XOM also has a strong portfolio of upstream assets. The company has a massive footprint in the Permian, the most prolific oil and gas play in the United States, and offshore Guyana. In the Permian, the integrated giant has been employing lightweight proppant technology and hence has been capable of boosting its well recoveries by up to as much as 20%.
In Guyana, XOM has made several oil and gas discoveries, further highlighting its solid production outlook. Record production from both resources has been aiding its top and bottom lines. In both resources, the breakeven costs are low.
Pristine Balance Sheets & Dividend Commitments of XOM, EOG
Both XOM and EOG have low exposure to debt capital and can therefore rely on their balance sheets to sail through business cycles efficiently. EOG has low debt exposure, reflected in debt to capitalization of 21.01%, a little higher than XOM’s 14.04%.
Backed by their strong operations, both EOG and XOM have strong commitments to returning capital to shareholders.
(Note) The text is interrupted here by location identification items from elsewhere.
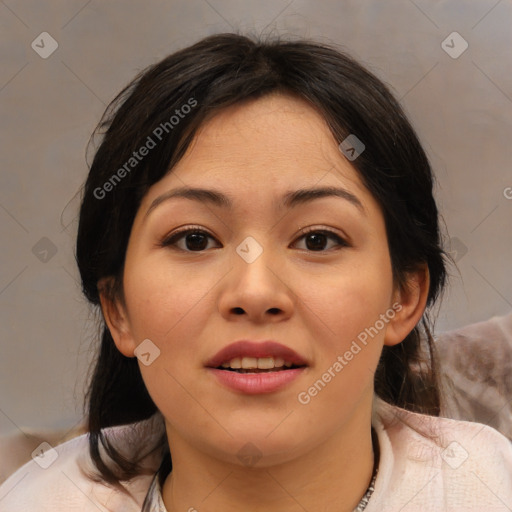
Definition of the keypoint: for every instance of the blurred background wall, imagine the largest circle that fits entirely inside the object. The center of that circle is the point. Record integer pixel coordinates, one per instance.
(62, 61)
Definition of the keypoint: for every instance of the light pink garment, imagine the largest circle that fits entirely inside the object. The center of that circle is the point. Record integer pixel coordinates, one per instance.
(427, 464)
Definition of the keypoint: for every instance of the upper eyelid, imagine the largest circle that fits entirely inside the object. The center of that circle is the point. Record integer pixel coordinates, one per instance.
(303, 232)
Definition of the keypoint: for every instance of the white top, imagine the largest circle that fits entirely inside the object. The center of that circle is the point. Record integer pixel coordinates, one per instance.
(426, 464)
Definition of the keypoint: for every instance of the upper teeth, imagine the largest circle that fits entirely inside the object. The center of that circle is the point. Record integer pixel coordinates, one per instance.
(263, 363)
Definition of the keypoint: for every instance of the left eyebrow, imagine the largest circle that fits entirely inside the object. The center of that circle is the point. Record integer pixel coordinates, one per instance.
(289, 199)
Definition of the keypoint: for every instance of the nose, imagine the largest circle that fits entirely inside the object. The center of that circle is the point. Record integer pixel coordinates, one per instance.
(256, 291)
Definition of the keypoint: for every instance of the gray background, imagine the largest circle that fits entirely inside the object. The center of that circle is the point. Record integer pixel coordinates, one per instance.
(461, 108)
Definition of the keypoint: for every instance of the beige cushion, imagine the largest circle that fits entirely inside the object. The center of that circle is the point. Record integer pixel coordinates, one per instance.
(16, 448)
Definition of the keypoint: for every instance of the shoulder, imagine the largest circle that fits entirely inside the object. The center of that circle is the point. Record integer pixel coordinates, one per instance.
(58, 480)
(437, 464)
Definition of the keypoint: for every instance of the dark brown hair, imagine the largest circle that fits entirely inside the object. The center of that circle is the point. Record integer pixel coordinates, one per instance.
(214, 73)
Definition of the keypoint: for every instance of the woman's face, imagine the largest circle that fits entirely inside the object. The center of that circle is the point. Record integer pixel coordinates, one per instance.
(252, 272)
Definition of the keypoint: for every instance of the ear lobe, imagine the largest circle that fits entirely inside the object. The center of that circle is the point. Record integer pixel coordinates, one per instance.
(115, 317)
(412, 297)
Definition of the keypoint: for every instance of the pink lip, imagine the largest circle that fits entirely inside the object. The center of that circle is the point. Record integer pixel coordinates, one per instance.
(256, 383)
(255, 349)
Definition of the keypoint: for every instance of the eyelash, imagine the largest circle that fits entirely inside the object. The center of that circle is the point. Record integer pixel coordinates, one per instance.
(177, 235)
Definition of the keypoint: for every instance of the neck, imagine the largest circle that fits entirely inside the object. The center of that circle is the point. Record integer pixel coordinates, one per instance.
(332, 476)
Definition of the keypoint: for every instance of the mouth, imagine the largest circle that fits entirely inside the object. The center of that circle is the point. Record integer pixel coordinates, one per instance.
(258, 365)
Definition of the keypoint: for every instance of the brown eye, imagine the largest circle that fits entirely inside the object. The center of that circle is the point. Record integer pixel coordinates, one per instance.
(189, 240)
(316, 240)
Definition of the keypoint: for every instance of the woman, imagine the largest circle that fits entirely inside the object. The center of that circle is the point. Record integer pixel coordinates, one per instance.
(244, 365)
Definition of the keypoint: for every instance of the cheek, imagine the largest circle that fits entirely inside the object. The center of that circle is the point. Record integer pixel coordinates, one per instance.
(352, 297)
(163, 301)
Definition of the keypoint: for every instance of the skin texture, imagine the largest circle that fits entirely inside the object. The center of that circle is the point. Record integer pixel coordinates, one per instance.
(191, 304)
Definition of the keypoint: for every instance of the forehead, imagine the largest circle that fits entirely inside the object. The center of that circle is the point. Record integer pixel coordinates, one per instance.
(271, 143)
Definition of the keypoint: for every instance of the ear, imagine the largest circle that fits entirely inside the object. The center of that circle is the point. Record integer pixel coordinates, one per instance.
(116, 318)
(412, 297)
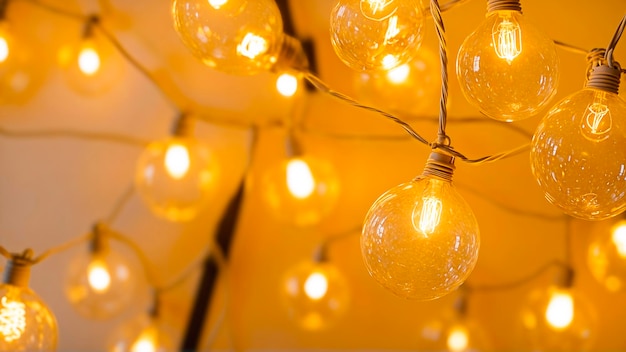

To highlight EOG’s strong commitment to return shareholders’ capital, the company has never suspended or lowered dividend payments. In fact, EOG has been paying dividends for 28 years and plans to reward investors with $2.2 billion of regular dividend payments this year.
Coming to the integrated energy giant’s dividend commitment story, over the past 43 years, ExxonMobil has been rewarding shareholders with annual dividend hikes at an average rate of 5.8%.
Which Stock to Buy? XOM or EOG
Considering the backdrop, it seems that the business environment for both stocks is highly favorable. In terms of valuation, XOM appears relatively expensive, trading at a trailing 12-month EV/EBITDA of 9.42x, a premium to EOG’s 6.46x. Thus, it is clear that investors are willing to pay a premium for ExxonMobil, since it is an integrated energy player with more diversified operations with exposures to refining, chemicals and others. On the contrary, EOG is purely an exploration and production company.
Thus, investors can bet on ExxonMobil, carrying a Zacks Rank #2 (Buy), right away. You can see the complete list of today’s Zacks #1 Rank (Strong Buy) stocks here.
Those who have already invested in EOG to gain from high oil prices can hold on to the stock. It currently carries a Zacks Rank #3 (Hold).